A motion by Supervisor Gloria Molina calls for the immediate implementation of a dozen recommendations made recently by the board’s Special Counsel Merrick Bobb and the county Office of Independent Review. Merrick Bobb’s latest semiannual report cited a need for better training and record keeping within the Sheriff’s Department.
A second motion by supervisors Zev Yaroslavsky and Mark Ridley-Thomas would create a new Citizen’s Commission on Jail Violence, chiefly to investigate deputies’ use of force.

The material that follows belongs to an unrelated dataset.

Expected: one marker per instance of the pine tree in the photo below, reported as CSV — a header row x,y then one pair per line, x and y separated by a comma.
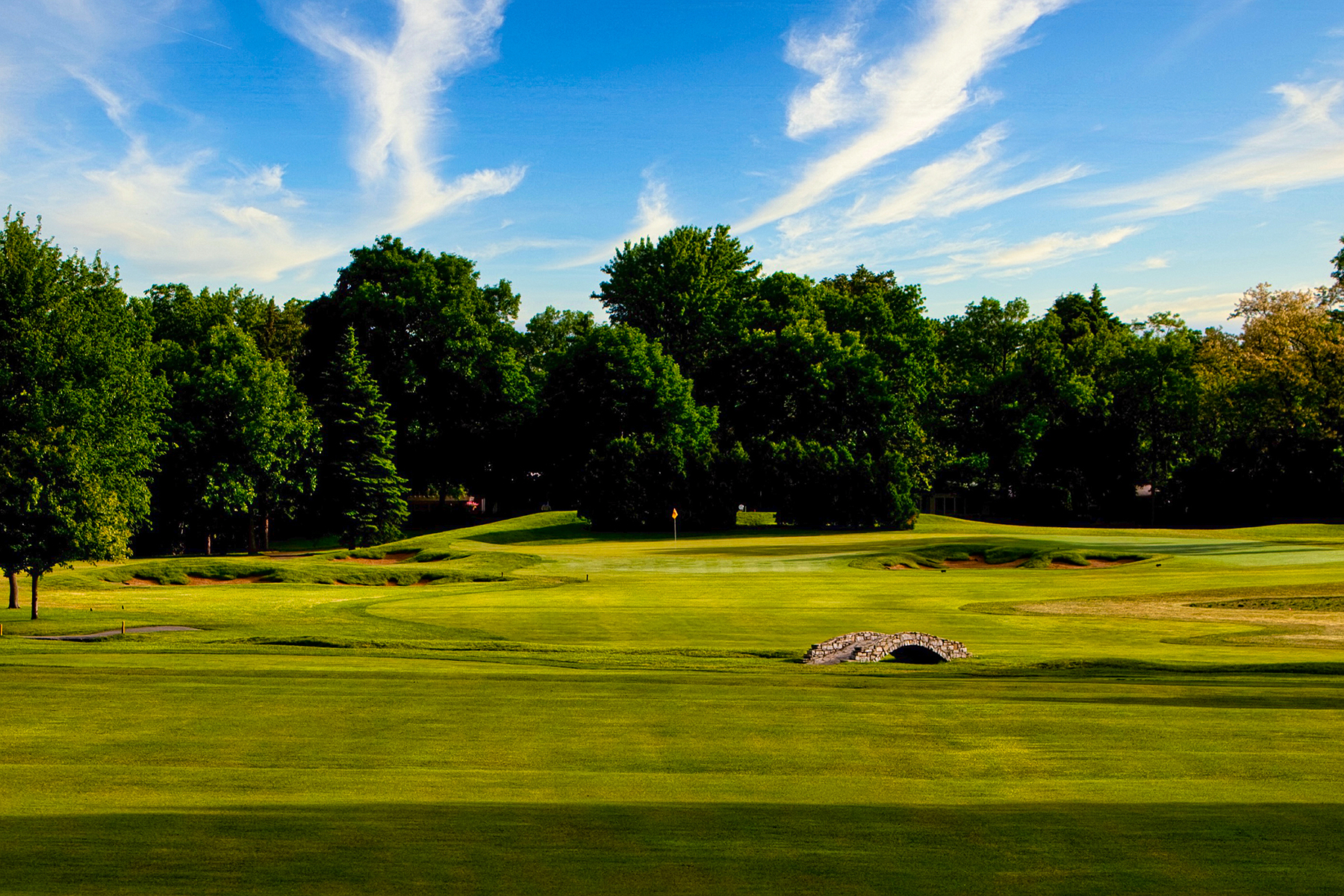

“The American Civil Liberties Union – Southern California , which has long served as the county’s jail monitor under the Rutherford case, recently reported a series of affidavits signed by inmates and, for the first time, by four non-inmate volunteers and jail observers, all testifying to a series of fearsome and unprovoked physical attacks,” the motion states. “Some of these were attacks by deputies on inmates; others were inmate-on-inmate attacks which were allegedly facilitated or encouraged by deputies.”
The motion notes that “these and similar allegations” have prompted FBI probes that could “lead to extremely serious consequences for the governance and oversight of the Sheriff’s Department.”
“We trust that the ongoing FBI and Sheriff’s investigations into the facts will ferret out the truth and lead to appropriate disciplinary action and criminal prosecution of wrong-doers,” Yaroslavsky and Ridley-Thomas say in their motion. Nonetheless, their motion says, the Board of Supervisors has a “responsibility to initiate and carry out a community-level review of alleged inappropriate use of force by deputies assigned to the jail.”
That oversight would come from a new citizen’s commission, a five-member panel with one appointee by each supervisor.
Fifth District Supervisor Michael D. Antonovich said he will appoint retired federal Judge Dickran Tevrizian of Pasadena.
“Through his unique experience and keen judgment,” Antonovich said in a statement, “Judge Tevrizian has demonstrated his solid credibility and integrity as a jurist and a public servant.”
Tevrizian was a municipal court judge from 1972 to 1978 and a superior court judge from 1978 to 1982. In 1985 he was nominated by President Ronald Reagan for the federal bench, where he served until his retirement in 2007.
Molina’s separate motion calls for surveillance cameras in Men’s Central Jail and other facilities; the use of “smaller and lighter” flashlights to subdue inmates; the elimination of steel-toed shoes; the elimination of striking an inmate’s head against a floor or wall; the rotation of deputies between facilities every six months; and changes to the way inmates report alleged abuses.